Research Data Policy

Open research data: why we encourage it

In line with Slovenian open science policy and the open science requirements commonly used by public research funders (including ARIS), Image Analysis & Stereology supports and promotes open access to research data and related research outputs (e.g., code, models, protocols) underlying published articles.

Open research data increases transparency, enables verification and reproducibility of scientific conclusions, and maximizes the value and impact of research by allowing responsible reuse.

What we mean by “research data”

For this journal, “research data” may include (but is not limited to):
- image datasets (raw and processed), annotations, segmentations, ground truth labels
- stereological measurements, sampling designs, counting frames, bias/uncertainty estimates
-algorithms, scripts, pipelines, trained models, parameter files, and software configurations
-calibration data, phantoms, validation sets, and documentation required to reproduce analyses

Data availability is part of the publication record

Authors are expected to make research data as open as possible and as closed as necessary. When data cannot be fully open (e.g., privacy, safety, intellectual property, contractual limits), authors should provide open metadata and a clear description of access conditions (controlled access, embargo, anonymized derivative datasets, etc.).

To support clarity and good practice, each manuscript must include a Data Availability Statement describing where and how the data can be accessed, or why access is restricted.

Where to deposit data

Authors should deposit data in a trusted, long-term repository that:
-provides a persistent identifier (preferably a DOI),
-supports rich metadata and clear licensing,
-enables access control when needed.

Authors may use any appropriate discipline-specific or institutional repository. For authors in Slovenia, the editorial office can provide technical guidance for depositing research data in DiRROS (Digital Repository of Research Organisations of Slovenia), where suitable.

Timing

Data supporting the main findings should be made available no later than publication of the article (or, where justified, under a time-limited embargo with a clear end date). If the repository supports versioning, authors should reference the exact deposited version used in the study.

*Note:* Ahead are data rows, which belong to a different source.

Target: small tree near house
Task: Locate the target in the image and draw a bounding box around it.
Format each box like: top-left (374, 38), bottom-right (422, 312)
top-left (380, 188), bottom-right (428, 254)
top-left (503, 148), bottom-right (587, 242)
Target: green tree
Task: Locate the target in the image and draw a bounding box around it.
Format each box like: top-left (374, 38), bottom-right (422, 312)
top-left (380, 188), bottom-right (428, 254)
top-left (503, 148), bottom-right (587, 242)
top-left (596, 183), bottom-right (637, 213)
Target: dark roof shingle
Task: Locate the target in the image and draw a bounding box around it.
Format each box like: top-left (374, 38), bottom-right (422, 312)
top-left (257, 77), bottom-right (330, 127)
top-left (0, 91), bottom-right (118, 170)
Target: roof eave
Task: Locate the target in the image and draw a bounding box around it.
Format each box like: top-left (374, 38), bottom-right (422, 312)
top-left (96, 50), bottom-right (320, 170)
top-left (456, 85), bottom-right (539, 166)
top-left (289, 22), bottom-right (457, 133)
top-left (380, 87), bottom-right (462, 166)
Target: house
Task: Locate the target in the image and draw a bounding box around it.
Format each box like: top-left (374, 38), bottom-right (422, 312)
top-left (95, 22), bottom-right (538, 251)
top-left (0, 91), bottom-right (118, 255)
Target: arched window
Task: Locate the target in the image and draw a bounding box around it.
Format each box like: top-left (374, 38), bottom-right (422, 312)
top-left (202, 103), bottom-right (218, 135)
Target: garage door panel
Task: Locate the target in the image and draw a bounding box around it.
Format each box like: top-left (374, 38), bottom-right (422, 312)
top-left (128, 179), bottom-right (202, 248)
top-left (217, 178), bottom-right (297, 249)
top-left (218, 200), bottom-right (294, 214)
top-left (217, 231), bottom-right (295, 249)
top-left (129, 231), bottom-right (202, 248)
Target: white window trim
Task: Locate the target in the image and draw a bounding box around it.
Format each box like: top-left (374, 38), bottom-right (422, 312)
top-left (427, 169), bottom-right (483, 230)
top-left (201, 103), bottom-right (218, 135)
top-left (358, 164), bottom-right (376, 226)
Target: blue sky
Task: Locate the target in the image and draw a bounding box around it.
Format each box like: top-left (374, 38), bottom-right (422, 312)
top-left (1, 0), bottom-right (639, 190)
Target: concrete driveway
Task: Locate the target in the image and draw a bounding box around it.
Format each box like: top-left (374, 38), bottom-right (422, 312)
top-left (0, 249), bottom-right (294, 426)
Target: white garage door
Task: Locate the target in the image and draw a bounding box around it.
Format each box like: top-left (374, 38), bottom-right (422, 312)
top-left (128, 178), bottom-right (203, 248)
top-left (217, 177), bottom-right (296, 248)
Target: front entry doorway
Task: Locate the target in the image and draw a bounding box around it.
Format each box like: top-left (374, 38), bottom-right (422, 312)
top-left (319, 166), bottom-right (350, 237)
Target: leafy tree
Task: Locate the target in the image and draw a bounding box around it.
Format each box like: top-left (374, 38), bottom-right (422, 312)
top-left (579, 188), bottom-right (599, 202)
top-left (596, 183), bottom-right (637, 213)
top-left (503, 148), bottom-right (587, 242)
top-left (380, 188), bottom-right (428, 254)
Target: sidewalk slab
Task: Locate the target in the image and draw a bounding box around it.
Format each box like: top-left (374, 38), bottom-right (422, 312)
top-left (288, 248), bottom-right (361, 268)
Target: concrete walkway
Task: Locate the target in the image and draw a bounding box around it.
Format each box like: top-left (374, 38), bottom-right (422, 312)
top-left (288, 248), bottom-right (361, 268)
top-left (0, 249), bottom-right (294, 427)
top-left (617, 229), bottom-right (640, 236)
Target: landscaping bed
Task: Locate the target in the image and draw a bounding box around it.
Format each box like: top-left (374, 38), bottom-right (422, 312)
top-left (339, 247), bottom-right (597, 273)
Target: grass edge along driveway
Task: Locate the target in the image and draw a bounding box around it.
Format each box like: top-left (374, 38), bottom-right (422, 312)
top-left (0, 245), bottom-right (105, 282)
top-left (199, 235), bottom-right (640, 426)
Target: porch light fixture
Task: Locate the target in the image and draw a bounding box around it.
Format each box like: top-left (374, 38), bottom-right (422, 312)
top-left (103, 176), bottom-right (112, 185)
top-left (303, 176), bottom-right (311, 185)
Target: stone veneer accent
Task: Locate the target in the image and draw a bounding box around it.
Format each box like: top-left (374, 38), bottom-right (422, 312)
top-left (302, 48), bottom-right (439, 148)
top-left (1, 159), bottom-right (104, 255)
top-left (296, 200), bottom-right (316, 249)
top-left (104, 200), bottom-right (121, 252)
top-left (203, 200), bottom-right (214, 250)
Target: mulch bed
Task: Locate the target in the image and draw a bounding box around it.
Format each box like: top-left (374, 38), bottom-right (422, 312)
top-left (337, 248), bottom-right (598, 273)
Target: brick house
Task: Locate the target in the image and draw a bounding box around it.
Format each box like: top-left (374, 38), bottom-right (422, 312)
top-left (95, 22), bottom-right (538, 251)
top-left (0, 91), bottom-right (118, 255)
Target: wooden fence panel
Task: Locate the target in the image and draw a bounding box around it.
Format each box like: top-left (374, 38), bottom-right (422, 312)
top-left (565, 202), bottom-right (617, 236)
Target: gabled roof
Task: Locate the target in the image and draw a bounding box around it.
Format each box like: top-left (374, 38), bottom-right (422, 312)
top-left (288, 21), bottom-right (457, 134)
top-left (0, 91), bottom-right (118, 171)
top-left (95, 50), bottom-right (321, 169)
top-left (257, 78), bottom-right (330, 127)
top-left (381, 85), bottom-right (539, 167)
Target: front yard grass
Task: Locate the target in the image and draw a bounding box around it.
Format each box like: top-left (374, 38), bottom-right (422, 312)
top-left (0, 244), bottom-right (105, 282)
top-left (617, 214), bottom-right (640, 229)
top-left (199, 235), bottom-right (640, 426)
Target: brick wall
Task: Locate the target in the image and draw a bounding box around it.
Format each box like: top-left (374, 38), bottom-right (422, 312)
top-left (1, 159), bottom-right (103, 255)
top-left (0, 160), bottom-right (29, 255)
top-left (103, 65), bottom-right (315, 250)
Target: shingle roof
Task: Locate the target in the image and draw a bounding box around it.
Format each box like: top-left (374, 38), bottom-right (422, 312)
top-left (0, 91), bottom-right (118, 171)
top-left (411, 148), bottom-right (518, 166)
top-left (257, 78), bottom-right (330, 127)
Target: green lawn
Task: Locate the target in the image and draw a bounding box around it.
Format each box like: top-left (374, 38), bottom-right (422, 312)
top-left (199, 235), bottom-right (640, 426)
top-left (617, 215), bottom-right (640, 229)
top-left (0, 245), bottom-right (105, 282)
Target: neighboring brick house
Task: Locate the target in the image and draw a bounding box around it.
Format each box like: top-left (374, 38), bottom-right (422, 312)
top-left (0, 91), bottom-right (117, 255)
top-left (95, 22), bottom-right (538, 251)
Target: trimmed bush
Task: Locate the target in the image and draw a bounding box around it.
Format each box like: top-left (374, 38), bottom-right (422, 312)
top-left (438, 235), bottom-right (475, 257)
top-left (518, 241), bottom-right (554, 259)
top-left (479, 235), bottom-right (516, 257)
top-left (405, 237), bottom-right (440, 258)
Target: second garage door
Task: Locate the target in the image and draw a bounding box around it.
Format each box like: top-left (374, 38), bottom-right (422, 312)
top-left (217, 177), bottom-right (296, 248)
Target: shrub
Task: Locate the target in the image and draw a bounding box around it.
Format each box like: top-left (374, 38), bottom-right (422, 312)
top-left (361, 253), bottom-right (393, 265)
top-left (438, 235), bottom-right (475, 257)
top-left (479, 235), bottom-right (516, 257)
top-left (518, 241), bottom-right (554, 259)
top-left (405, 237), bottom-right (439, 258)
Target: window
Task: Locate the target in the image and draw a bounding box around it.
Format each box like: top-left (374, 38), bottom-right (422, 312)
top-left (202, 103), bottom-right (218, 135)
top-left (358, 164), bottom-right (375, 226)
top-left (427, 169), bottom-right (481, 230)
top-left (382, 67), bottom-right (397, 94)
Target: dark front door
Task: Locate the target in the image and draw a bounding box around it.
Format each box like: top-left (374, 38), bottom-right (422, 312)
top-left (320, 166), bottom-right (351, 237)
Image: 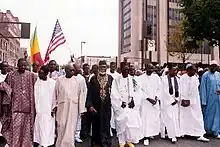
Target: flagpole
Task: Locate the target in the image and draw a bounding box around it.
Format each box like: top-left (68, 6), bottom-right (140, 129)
top-left (65, 40), bottom-right (74, 61)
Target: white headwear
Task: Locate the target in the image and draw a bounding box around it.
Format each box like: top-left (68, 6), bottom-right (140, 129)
top-left (186, 63), bottom-right (193, 69)
top-left (198, 68), bottom-right (203, 72)
top-left (210, 60), bottom-right (219, 66)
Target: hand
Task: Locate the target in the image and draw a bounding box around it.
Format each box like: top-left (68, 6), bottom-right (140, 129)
top-left (128, 99), bottom-right (135, 109)
top-left (51, 112), bottom-right (55, 117)
top-left (171, 100), bottom-right (178, 106)
top-left (51, 107), bottom-right (57, 117)
top-left (147, 98), bottom-right (157, 105)
top-left (89, 107), bottom-right (97, 113)
top-left (121, 102), bottom-right (126, 108)
top-left (216, 89), bottom-right (220, 95)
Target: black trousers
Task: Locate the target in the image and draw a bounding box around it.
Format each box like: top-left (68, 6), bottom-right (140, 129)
top-left (80, 112), bottom-right (92, 139)
top-left (91, 114), bottom-right (111, 147)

Sensitive or restricted data

If the dataset includes sensitive material (e.g., personal data, vulnerable groups, third-party restrictions, sensitive locations, or protectable intellectual property), authors should choose one or more of the following:
-deposit anonymized or de-identified data where feasible,
-deposit derived datasets that enable verification without exposing sensitive content,
-provide controlled and regulated access via the repository,
-provide open metadata and a documented procedure for qualified access requests,
-deposit analysis code and synthetic/test data enabling partial reproducibility.

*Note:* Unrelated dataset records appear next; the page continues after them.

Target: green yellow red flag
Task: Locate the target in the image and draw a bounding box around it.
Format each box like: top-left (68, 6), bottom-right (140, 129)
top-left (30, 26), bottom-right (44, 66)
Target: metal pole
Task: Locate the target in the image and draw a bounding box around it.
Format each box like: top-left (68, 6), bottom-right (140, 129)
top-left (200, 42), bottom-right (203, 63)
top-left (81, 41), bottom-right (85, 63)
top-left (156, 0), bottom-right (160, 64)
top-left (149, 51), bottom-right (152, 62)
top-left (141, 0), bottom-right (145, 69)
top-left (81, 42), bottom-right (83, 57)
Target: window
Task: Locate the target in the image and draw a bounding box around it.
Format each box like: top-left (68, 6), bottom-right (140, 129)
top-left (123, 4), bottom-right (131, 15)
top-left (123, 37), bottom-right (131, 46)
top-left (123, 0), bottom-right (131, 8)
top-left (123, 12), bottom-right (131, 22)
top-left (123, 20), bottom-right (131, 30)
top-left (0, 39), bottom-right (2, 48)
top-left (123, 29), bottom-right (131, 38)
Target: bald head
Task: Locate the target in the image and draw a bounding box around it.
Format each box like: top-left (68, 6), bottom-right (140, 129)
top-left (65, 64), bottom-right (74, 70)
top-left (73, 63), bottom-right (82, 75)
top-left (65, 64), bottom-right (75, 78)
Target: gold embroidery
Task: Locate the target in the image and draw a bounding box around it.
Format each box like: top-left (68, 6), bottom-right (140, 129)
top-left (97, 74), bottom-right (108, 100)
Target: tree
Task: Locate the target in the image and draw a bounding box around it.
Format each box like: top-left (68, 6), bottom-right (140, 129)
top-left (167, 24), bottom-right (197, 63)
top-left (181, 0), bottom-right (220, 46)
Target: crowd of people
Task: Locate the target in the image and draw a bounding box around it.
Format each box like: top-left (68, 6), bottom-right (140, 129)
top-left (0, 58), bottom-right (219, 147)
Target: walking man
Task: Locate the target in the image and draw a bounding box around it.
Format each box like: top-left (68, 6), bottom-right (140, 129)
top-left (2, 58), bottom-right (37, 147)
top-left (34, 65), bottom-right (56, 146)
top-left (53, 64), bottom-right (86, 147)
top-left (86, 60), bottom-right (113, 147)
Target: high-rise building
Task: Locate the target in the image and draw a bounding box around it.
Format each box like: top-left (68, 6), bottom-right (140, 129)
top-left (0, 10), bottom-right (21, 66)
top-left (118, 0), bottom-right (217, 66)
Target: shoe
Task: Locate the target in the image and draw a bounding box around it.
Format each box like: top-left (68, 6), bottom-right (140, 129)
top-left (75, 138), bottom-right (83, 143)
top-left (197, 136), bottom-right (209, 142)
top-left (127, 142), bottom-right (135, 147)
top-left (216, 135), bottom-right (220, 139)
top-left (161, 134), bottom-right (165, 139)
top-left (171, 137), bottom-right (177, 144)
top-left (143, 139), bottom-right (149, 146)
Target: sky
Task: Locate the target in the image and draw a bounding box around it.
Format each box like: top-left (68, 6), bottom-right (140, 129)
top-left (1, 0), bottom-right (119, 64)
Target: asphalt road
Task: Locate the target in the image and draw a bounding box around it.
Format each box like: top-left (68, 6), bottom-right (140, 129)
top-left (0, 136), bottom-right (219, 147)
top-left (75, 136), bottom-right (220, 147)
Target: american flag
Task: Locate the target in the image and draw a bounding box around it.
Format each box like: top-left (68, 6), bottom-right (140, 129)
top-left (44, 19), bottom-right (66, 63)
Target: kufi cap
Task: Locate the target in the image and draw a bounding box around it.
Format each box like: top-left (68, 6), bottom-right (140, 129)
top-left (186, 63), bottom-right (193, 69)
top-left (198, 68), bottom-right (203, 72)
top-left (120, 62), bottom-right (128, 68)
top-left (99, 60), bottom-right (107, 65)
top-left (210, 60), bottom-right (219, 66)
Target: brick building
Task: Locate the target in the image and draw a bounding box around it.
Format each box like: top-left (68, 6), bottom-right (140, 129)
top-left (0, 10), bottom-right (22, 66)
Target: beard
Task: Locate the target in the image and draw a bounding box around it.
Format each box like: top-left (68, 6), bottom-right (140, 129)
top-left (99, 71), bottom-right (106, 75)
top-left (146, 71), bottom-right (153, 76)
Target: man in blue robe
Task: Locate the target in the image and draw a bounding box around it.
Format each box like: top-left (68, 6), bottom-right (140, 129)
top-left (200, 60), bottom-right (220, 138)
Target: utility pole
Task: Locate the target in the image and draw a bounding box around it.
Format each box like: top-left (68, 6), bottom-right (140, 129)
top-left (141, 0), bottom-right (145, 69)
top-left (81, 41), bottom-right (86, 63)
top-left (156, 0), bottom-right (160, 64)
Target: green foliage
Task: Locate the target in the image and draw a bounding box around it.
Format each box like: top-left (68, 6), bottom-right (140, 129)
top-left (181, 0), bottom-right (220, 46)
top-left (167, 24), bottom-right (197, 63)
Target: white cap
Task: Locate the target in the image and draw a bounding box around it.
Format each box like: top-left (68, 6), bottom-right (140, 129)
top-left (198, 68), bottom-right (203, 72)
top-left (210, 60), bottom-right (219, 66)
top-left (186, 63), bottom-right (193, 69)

“Data available upon request” should be used only when genuinely necessary and must include a  practical access route.

Licensing and FAIR principles

Authors are encouraged to follow FAIR principles (Findable, Accessible, Interoperable, Reusable). Where possible, data should be shared under an explicit open license (e.g., CC BY, CC0) that matches ethical/legal constraints and community norms.

Data citation (required)

Research data (and other reusable research outputs such as code or models) that underpin the article must be formally cited in the reference list, not only linked in the text. The citation should include: creator(s), year, title, repository, version (if applicable), and persistent identifier (DOI/PID).